Laser eye surgery – uses and areas of application
The term “laser eye surgery” is commonly used for the correction of different types of impaired vision. These interventions are bundled under the term “refractive surgery” which includes procedures such as LASIK or PRK. There is, however, a multitude of non-refractive laser treatments in the treatment of eye diseases (for example the sealing of retinal ruptures) as well as the diagnostic use of low-energy lasers for surface mapping and length measurement of the eye.
Therapeutic use of the eye laser
Lasers are used in the therapeutic area, for example, for cutting through or removing layers of tissue, such as in the treatment of cataracts. In this, the clouded lens is removed with the aid of a femtosecond laser and subsequently replaced with an artificial lens. In this way, the laser is replacing several individual steps in lens surgery previously performed by hand by the doctor.
The laser has also opened up new possibilities in the therapy of glaucoma (green star), where treatment with medicines is no longer sufficiently effective: through selected radiation of the drainage angle of the eye chamber (trabeculoplasty) the surrounding tissue becomes more porous and this lowers the pressure in the eye.
Refractive surgery (LASIK, PRK)
In ophthalmology, refraction means the dioptric power of the correction with which rays of light, coming in through the cornea and the lens, produce a sharp image on the retina of an object at an infinite distance. With normal sight (emmetropia), the rays of light join together at one point on the retina. With short-sightedness (myopia), this point of intersection lies before the retina and with long-sightedness (hypermetropia), behind it. The blurry visual impression produced by the scattered incidence of light can normally be corrected by suitably cut eyewear (glasses, contact lenses).
Alternatively, refractive surgery offers the possibility of removing tissue directly from the cornea and thus to change the dioptric power of the cornea.

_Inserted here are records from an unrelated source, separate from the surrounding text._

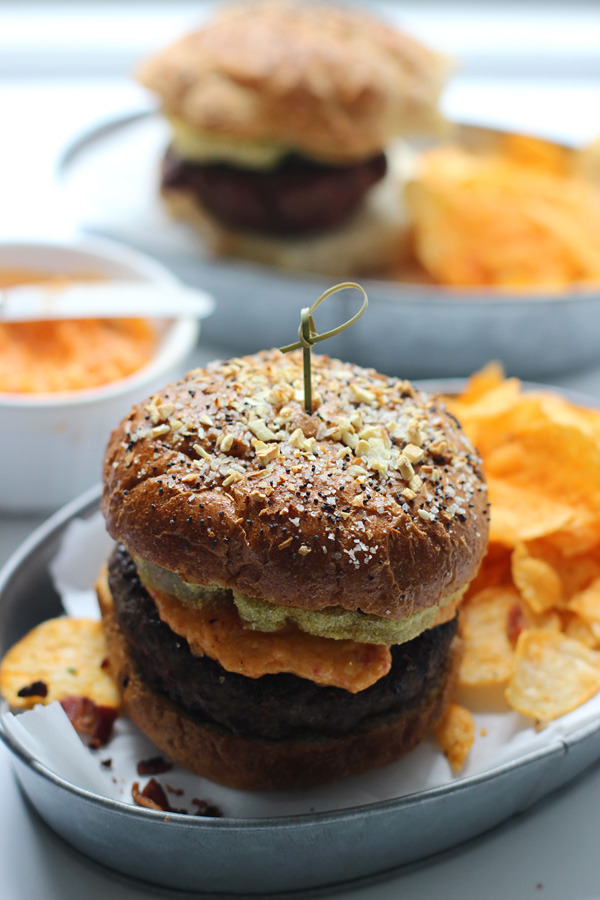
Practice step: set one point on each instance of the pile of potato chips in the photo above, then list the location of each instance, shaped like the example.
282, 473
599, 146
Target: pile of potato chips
524, 216
530, 622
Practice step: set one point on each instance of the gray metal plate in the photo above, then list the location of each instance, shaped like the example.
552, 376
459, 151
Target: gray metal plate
261, 856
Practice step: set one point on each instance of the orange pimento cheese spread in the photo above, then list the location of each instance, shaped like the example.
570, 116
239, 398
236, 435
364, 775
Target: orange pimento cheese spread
218, 632
68, 355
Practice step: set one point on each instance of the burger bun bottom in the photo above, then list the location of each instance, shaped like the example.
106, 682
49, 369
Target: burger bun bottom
252, 763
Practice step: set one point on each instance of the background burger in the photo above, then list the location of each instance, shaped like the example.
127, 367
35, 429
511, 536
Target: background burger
283, 116
280, 607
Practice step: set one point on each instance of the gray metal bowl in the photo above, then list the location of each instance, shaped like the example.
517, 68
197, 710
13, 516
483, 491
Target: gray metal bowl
411, 330
260, 856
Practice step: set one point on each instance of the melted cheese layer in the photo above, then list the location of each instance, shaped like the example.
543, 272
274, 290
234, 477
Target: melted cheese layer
218, 632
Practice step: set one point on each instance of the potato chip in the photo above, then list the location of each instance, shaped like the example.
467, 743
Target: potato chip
582, 630
586, 605
59, 658
538, 582
455, 734
484, 627
520, 217
553, 675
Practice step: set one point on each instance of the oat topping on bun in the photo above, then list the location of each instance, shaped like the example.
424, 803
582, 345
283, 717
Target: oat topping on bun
281, 605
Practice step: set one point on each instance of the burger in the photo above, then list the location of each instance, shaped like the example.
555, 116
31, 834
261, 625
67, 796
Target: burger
280, 605
285, 118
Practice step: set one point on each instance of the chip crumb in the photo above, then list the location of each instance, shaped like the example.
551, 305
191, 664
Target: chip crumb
455, 735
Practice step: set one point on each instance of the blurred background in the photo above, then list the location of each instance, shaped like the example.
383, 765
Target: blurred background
531, 66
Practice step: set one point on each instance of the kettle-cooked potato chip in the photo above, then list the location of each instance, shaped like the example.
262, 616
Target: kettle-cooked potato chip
553, 675
59, 658
488, 653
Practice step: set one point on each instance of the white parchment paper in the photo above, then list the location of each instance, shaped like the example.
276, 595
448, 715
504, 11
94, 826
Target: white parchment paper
502, 735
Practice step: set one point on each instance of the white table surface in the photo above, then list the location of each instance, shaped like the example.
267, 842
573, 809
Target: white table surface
550, 852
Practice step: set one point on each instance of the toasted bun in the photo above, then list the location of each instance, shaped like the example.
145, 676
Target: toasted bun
331, 83
375, 502
256, 764
375, 239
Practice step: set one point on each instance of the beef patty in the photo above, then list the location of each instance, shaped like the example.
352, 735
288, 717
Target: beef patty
273, 707
297, 197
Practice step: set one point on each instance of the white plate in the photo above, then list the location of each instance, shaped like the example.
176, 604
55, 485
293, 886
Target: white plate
110, 177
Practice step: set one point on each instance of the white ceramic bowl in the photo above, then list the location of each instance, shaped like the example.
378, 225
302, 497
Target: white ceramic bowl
51, 447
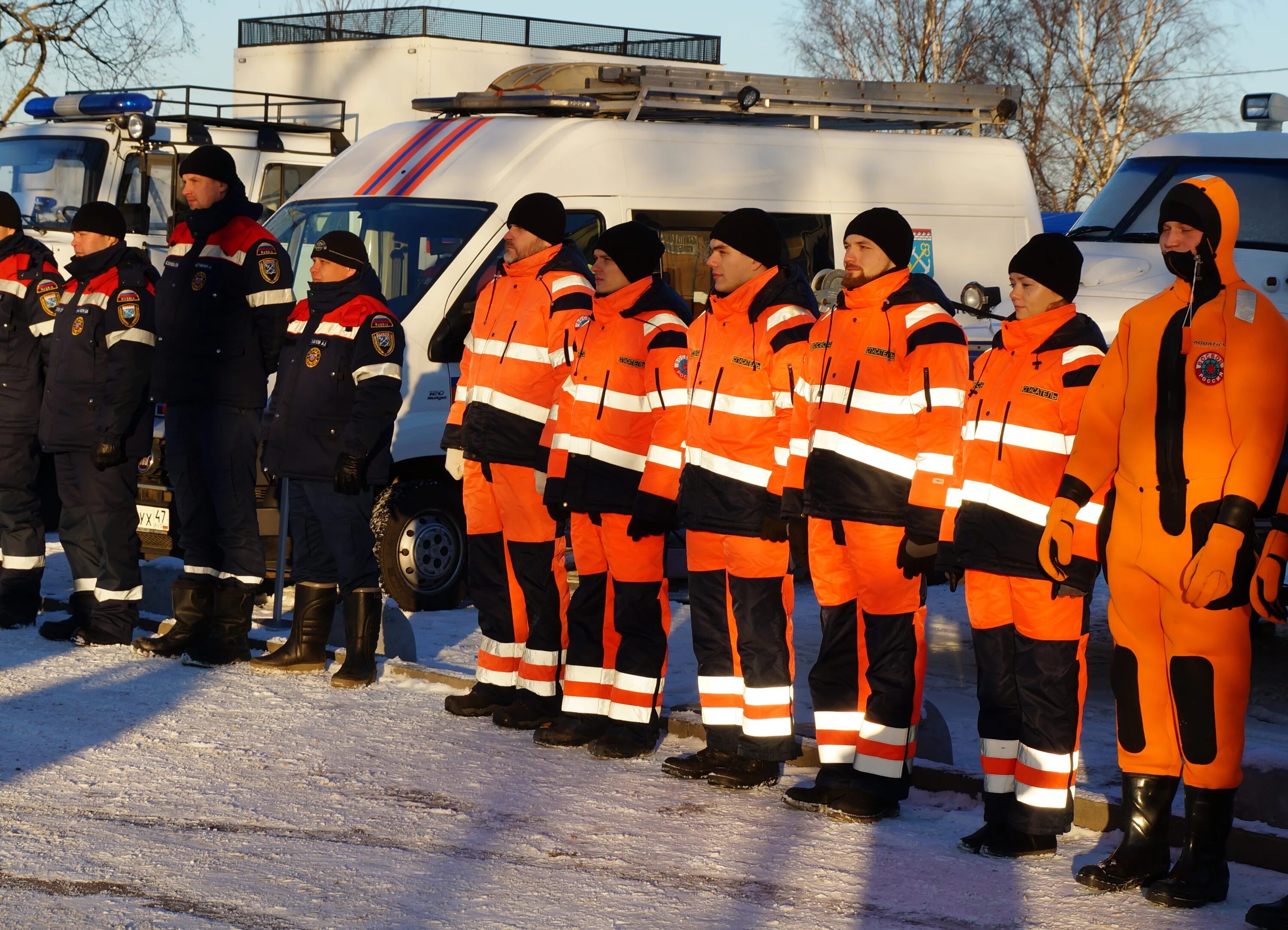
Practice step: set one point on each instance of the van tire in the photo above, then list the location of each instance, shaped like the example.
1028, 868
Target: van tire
420, 544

Among the best known and most tried-and-tested procedures are LASIK and PRK. Both methods can be applied for correcting short-sightedness as well as long-sightedness, but have different advantages and disadvantages.

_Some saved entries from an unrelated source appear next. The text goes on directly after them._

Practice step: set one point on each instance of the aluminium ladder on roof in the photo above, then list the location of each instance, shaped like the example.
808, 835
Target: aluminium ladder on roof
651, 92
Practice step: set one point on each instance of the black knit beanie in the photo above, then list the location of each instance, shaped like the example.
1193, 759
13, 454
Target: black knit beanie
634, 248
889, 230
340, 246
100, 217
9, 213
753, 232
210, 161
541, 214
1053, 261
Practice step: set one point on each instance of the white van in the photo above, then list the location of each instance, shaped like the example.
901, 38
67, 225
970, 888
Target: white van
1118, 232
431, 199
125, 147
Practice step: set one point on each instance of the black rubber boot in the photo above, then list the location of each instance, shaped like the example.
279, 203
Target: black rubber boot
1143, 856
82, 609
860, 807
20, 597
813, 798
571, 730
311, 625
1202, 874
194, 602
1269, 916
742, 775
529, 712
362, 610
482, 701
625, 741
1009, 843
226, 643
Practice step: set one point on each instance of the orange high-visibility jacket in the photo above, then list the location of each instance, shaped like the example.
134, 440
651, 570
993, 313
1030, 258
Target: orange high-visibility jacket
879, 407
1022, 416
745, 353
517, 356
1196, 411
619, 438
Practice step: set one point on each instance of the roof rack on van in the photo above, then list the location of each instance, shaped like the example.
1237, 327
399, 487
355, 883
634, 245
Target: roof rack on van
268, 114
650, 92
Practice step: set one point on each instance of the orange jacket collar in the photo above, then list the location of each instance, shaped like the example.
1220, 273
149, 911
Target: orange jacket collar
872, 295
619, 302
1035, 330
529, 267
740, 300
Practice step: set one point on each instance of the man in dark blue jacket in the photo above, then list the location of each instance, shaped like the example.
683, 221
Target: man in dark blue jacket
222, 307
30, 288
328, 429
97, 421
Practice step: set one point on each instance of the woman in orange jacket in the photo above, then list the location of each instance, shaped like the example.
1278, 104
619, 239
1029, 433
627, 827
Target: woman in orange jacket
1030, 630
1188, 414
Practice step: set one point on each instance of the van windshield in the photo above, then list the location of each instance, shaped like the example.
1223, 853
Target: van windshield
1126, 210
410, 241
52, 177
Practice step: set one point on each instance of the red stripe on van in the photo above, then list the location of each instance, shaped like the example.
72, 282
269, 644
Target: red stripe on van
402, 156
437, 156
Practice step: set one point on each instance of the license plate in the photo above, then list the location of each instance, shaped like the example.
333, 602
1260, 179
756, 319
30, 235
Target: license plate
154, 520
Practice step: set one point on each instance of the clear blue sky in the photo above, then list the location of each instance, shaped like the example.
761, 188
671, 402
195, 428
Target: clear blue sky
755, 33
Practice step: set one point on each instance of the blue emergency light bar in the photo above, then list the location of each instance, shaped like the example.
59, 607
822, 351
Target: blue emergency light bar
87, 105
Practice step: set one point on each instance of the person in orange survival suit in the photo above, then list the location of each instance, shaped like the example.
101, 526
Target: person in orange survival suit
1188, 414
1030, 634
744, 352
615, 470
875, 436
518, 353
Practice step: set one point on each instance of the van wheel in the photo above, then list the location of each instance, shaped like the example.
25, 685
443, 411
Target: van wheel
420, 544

PRK – Photorefractive keratectomy
With this method of laser eye surgery, the superficial cornea is removed layer by layer. For treating short-sightedness, the cornea is levelled in the centre, which reduces the dioptric power of the cornea and pushes the point of intersection of the incoming light rays towards the back. Moderate short-sightedness (2-6 dioptres) can be well rectified in this manner. In order to prevent a corneal scar from developing after the intervention, there is normally a follow-up treatment with eye drops containing cortisone. In addition, a special therapeutic contact lens is worn in the first few days after laser eye surgery in order to give added protection to the affected cornea.

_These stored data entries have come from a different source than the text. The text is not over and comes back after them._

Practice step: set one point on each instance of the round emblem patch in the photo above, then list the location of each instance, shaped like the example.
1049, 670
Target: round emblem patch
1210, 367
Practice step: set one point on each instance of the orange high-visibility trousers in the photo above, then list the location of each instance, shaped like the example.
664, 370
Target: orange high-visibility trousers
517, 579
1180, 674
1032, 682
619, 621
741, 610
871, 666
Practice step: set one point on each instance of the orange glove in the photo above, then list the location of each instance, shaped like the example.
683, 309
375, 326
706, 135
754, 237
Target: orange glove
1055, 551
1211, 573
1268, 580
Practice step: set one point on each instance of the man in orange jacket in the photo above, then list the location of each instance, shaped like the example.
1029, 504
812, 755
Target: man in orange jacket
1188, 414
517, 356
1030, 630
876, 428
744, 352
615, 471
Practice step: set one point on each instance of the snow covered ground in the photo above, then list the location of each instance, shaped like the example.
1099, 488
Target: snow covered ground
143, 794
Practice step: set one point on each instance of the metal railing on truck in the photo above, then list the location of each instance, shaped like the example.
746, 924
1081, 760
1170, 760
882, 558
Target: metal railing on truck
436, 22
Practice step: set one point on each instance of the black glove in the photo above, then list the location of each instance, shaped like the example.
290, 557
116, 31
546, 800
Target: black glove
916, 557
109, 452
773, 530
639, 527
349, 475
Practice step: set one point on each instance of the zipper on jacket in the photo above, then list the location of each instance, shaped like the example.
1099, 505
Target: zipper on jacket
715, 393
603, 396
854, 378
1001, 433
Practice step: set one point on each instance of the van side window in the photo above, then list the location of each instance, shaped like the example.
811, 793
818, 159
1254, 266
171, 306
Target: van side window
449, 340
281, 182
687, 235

In order to correct far sightedness, the cornea has to be made steeper by removing rings of tissue at its edges. In this way, the profile of a more convex lens is cut into the cornea. However, the deepening which is so created can partially fill again with corneal tissue which causes the refractive effect to decrease in the longer term.
LASIK – laser-assisted in-situ keratomileusis
With the LASIK method, the cornea is cut into with a precision knife or a femtosecond laser and a very fine flap is lifted up. Then, analogous to the PRK method, tissue is removed accordingly and the cornea flap is closed again. The benefits of this method are the immediate release from symptoms for the patient and the prevention of scarring on the cornea. Although the LASIK method is largely free of complications, there can be a feeling of dryness after the operation. When cutting into the cornea, the very fine corneal nerves are severed, the surface of the eye is therefore less sensitive and is no longer able to optimally adapt the productsion of tears to external circumstances, such as air, dust or heat and cold. On top of that – as with other surgical interventions – the risk of cutting errors and post-operative infections increases. The need for, and the side effects of, laser treatment should therefore always be discussed in consultation with a specialist.